GET /api/v1/scheduler/status

Scheduler state and per-account schedule details.

Response:

{
"running": true,
"accounts": [
{
"email": "[email protected]",
"running": false,
"last_run": "2024-10-15T08:00:00Z",
"next_run": "2024-10-15T09:00:00Z",
"schedule": "0 * * * *"
}
]
}

Rate Limiting

The API enforces rate limiting of 10 requests per second per client IP, with a burst allowance of 20 requests. When the limit is exceeded, the server responds with HTTP 429 and includes a Retry-After header indicating how long to wait before retrying.

CORS

Cross-Origin Resource Sharing is disabled by default. To allow browser-based clients, configure allowed origins in your config.toml:

[server]
cors_origins = ["http://localhost:3000", "https://my-dashboard.example.com"]
cors_credentials = true
cors_max_age = 3600

Scheduled Sync

The server can automatically sync Gmail and IMAP accounts on a cron-based schedule. Add [[accounts]] sections to your config:

[[accounts]]
schedule = "0 * * * *" # every hour
enabled = true
[[accounts]]
schedule = "*/15 * * * *" # every 15 minutes
enabled = true

The scheduler starts automatically with msgvault serve when account schedules are configured. It resolves each entry to a syncable source type, including Gmail and IMAP. Use the /api/v1/scheduler/status endpoint to monitor schedule state, and /api/v1/sync/{account} to trigger a manual sync outside the schedule.
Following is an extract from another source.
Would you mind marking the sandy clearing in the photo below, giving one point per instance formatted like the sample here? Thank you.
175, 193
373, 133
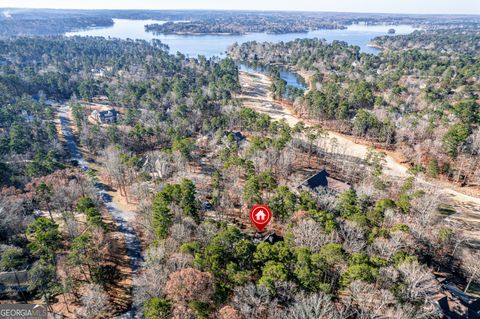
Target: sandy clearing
256, 95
msgvault serve also runs scheduled SyncTech SMS Backup & Restore Drive sources configured under [[synctech_sms.sources]]; see Configuration.

Security Model

The server is designed for local use:

  • Loopback-only by default. The default bind address is 127.0.0.1, restricting access to the local machine.
  • API key required for non-loopback. If you bind to a non-loopback address (e.g., 0.0.0.0), the server requires api_key to be set and will refuse to start without it.
  • Opt-in for insecure binding. To bind to a non-loopback address without an API key (not recommended), set allow_insecure = true.

Configuration Reference

All server settings go in the [server] section of config.toml. Account schedules use [[accounts]] sections.

[server]

KeyDefaultDescription
api_port8080Port the server listens on
bind_addr127.0.0.1Bind address
api_keyAPI key for authentication
allow_insecurefalseAllow non-loopback binding without api_key
cors_origins[]Allowed CORS origins
cors_credentialsfalseAllow credentials in CORS requests
cors_max_age0CORS preflight cache duration in seconds (defaults to 86400 when cors_origins is set)

[[accounts]]

KeyDefaultDescription
email(required)Gmail/IMAP account identifier or display name
scheduleCron expression for sync schedule
enabledtrueWhether scheduled sync is active

See the Configuration page for the full config file reference.